近代と現代における恋愛小説の関連性〜『舞姫』と『ノルウェイの森』との比較から〜

 日本の近代小説から現代小説へという展開の中で、その時代特有の状況を背景としながら青年を主人公にして恋愛を描く小説は、主要なテーマの一つとして位置づけられる。
 近代小説の確立期において重要なものが、森鴎外の初期の名作『舞姫』である。ベルリンを舞台に、日本の官僚の青年と現地の可憐な踊り子との悲恋を描いた短編小説である。
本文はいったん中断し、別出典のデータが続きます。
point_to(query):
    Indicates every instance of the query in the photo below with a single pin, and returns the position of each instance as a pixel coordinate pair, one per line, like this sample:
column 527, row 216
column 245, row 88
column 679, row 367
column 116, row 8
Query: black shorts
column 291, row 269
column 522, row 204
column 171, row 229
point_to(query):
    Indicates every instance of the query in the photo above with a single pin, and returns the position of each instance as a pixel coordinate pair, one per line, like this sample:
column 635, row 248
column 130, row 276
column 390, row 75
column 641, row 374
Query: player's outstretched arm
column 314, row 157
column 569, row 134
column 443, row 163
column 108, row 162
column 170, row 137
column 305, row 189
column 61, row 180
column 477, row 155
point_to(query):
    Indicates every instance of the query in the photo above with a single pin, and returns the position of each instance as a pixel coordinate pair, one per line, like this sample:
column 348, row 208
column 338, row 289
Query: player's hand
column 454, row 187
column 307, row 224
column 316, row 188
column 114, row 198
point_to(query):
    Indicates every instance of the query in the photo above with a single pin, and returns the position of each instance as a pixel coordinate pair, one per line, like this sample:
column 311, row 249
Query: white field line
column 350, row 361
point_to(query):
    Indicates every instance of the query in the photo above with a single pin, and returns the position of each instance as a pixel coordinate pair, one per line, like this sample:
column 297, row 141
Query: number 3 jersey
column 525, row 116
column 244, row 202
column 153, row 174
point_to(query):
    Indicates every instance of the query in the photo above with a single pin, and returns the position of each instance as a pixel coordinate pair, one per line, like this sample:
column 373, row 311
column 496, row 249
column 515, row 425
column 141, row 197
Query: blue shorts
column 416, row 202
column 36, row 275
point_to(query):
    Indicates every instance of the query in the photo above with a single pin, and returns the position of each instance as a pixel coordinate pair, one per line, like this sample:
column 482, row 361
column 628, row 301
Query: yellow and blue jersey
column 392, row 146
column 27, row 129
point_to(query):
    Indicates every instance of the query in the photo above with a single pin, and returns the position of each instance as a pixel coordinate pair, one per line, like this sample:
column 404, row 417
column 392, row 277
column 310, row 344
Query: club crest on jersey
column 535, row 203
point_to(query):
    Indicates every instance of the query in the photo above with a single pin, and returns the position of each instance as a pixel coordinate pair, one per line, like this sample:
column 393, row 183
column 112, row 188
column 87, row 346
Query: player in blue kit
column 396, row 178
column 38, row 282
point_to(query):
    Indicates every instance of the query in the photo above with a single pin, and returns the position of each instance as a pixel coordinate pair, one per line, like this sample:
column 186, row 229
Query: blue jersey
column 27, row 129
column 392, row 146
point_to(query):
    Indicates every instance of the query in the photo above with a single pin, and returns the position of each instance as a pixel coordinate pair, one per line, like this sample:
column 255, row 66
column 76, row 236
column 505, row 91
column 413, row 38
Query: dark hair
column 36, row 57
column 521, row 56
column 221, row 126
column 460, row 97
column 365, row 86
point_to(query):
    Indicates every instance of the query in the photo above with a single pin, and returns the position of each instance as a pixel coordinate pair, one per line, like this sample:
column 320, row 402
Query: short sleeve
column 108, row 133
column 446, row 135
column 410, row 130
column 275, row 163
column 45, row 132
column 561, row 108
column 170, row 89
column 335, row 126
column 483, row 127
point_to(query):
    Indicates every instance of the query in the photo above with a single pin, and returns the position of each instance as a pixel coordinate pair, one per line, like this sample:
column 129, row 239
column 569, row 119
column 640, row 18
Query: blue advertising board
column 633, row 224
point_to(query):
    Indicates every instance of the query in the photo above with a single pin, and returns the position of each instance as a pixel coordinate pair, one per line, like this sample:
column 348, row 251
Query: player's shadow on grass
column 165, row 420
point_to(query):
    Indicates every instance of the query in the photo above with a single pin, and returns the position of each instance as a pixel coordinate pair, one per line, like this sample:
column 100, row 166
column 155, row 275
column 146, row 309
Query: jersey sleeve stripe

一方、現代小説の成熟期においてベストセラーとなったのが、村上春樹の『ノルウェイの森』である。主人公が大学時代を回想し、自殺した友人の恋人で精神を病むことになった女性と、大学で知り合った女性との恋愛を通じて、死と生、喪失と再生を描いた長編小説である。
 これらの時代が違う小説は、当然ながら表現方法などに相違はみられるものの、青年期を舞台にした恋愛小説として興味深い関連性もみられる。その内容として、それぞれ激動の時代において、青年が抱えるその時代ならではの葛藤が描かれているという点があげられる。『舞姫』では、西洋に近づこうとする国家で重要な立場にあって、西洋の合理主義を特徴とする近代的な自我の確立を図ろうとする一方で、古い封建的な体制の残滓の中で葛藤するエリート青年たちが描かれる。『ノルウェイの森』では、成熟した大衆消費社会とその反動としての学生運動の激化という時代の中で、都市生活での人生の空虚さに戸惑い、死と生とは何かについて葛藤する青年たちが描かれている。
 そして、一つの恋愛が終わることで再生へと向かいつつも、失われた恋愛がトラウマのように循環していくことも示唆するペシミスティックな心情の流れが存在する。『舞姫』では、悲恋の原因をつくった友人に対する「彼を憎むこころ今日までも残れりけり」という言葉で小説が結ばれており、これからもそういう心情が残っていくことを表している。また、『ノルウェイの森』では、主人公が機内でビートルズの「ノルウェイの森」を耳にし、青年時代の悲しい恋愛を回想していくシーンから始まる。その後も、この曲を通じて混乱や動揺の気持ちが想起されていくことが示唆されるのである。
 このような内容面だけでなく、著者が採る文体といった形式面にも関連性がみられる。『舞姫』では雅文体が用いられており、西洋的な格調の高さ、ロマンチックな感情を表すことで、小説の清新な世界を表現している。『ノルウェイの森』では、登場人物の語りや会話にはウィットに富む表現がみられ、登場人物の行動や感情の泥臭さとは対照的に、おしゃれとも感じられる文体が小説の質を豊かにしている。森鴎外の場合には自身が取り組んだ西洋文学の翻訳の技術が、村上春樹の場合には手掛けたアメリカ現代作家の翻訳のエッセンスが、それぞれの文章に取り込まれ、格調高くおしゃれな恋愛小説を形成している点で、関連性があるといえる。
 このように、近代小説と現代小説における代表的な恋愛小説には、基底に流れる考え方や特徴的な表現に関連性を見出すことができる部分があると考えられる。いつの時代も恋愛は大きなテーマなのであり、『舞姫』と『ノルウェイの森』はその典型的な小説であるといえよう。